Chers amis d’I.V.V.! Chacun de vous le sait. Olivier ne fait pas que « pédaler ». Non seulement, malgré ses propos dubitatifs et les regards inquiets des seuls nouveaux, il traverse intempéries et dénivelés à haut pourcentage, sans jamais défaillir, mais il a, en plus, la lourde tâche de faire vivre, par le site qu’il a créé, notre groupe I.V.V. Il inscrit dans la longue durée, au travers de la banalité de certains de nos jours quotidiens, ce grand moment d’effervescence morale, d’effort physique, de plaisir bucolique et gustatif, comme de chaude convivialité, que sont, chaque année, pour les Ivvins, les jours de l’Ascension. Bref, grâce à sa compétence (et chacun sait combien pour les Ivvins la compétence est une valeur !) en informatique, à son assiduité et à sa fidélité au Mac, il participe activement à la construction de la mémoire collective d’IVV. Il l’inscrit dans nos ordinateurs et comme dit le dicton : « La parole s’envole, ce qui est écrit reste. »
Or, Olivier m’a demandé de mettre par écrit la petite allocution finale que j’avais faite lors de la dernière soirée de notre randonnée en Roussillon .Vue la responsabilité du demandeur, il ne m’était pas possible de me dérober. J’ai donc accepté. Mais vous conviendrez avec moi que la tâche n’est pas facile. Non seulement en raison du « surbookage » ambiant des fins d’années universitaires, mais, surtout, comment transposer dans un texte écrit, ce foisonnement d’idées et de paroles improvisées qu’a suscité chez moi le soutien chaleureux et gai, aux clameurs stimulantes, de l’Assemblée des Ivvins ? N’ai-je pas partagé, durant ce moment, le vécu des « Chevaliers de la Table Ronde » ? Encore un paradoxe d’IVV ! Faire revivre à l’époque postmoderne et républicaine, les grands moments du Haut Moyen Age : effort viril, grandeur des sentiments moraux, solidarité et égalité (certes, seulement entre pairs !), courtoisie envers les dames et épreuves d’adoubement pour les entrants.
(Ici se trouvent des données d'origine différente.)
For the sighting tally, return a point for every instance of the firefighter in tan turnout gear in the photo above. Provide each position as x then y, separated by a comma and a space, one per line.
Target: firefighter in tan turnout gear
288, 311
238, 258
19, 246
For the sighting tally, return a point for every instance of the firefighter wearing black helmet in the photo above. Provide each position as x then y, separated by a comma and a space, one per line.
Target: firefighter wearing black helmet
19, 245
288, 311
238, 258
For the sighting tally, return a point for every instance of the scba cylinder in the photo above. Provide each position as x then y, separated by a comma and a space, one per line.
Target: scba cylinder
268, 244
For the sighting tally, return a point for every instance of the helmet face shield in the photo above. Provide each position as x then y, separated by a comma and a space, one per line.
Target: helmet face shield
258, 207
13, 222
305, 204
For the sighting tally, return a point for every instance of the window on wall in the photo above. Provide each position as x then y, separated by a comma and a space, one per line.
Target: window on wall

Serait-ce abuser de la métaphore que de dire qu’il y a un peu de l’image et de l’effet « Roi Richard » en la présence de notre « Chef », que l’époque moderne nous amène à appeler « Historique » ? Mais, comment faire entrer dans une écriture que la Lettre rend inerte le dynamisme de la Parole vivante ? Impossible ! Ce ne peut être le même texte ! Un abstract ? Peut être ! Des oublis ? Sûrement ! Oui, des mots, sans contexte et sans ambiance ! Bref, voici, le synopsis de ce qui aurait pu être un film.

 
Discours prononcé par Jacques Saliba le 22 mai à Estagel

Chers Ivvins,

Certains d’entre vous ne le savent peut-être pas, mais, je suis ici en mission !
Lors des nombreuses festivités d’IVV à Paris, auxquelles je participe avec Brigitte Saliba, j’ai fait part à certains d’entre vous de ma possibilité d’organiser un circuit IVV en Suisse. Par amitié et par esprit démocratique, mais aussi, sûrement, par prudence et par expérience, ceux ci m’ont suggéré d’accompagner la sortie en Roussillon. Je pourrai, ainsi, me faire une idée de votre fonctionnement et soumettre à l’Assemblée d’IVV mon projet. Olivier a été mandaté pour me proposer de bénéficier de la place laissée libre par l’absence de Dominique.
Durant quatre jours j’ai, donc, suivi, dans les voiture-balais, la colonne IVV. J’ai pu, en toute empathie, croyez-moi, vous voir pédaler et partager avec vous la vie quotidienne, hors vélo, du cycliste : boire et manger, débattre et plaisanter… Comme tout le monde sait que je suis sociologue et qu’en IVV, un spécialiste est toujours reconnu, j’ai senti s’élaborer, de jour en jour, une demande implicite : « Toi qui est formé à observer les groupes, à écouter, à évaluer…dis-nous comment on est ! «. Vous m’avez compris ? Mais je ne vais pas vous faire le coup de « l’audit », du « coaching », des « bilans de compétences »…Vous y êtes en plein par votre boulot ! Non, je ne vais pas vous faire entrer, ici, dans les jeux du sérieux. Je me contenterai de vous renvoyer, par petites touches, autant que possible avec humour, les impressions que mon regard et mon écoute flottante de sociologue ont saisies au hasard des moments de la vie en IVV. Car, je ne vais pas vous faire, non plus, le coup de l’analyse scientifique et objective. Vous en lisez suffisamment dans vos journaux et en écoutez bien assez à la radio ou à la télé ! Trop investi dans le groupe, je n’ai aucune envie de le faire. Je tiens à partager avec vous, en toute naïveté et aveuglement (« l’aveuglement volontaire » ça existe) les Journées de l’Ascension. A trop analyser la fête ne risque-t-on pas de devenir un trouble fête ?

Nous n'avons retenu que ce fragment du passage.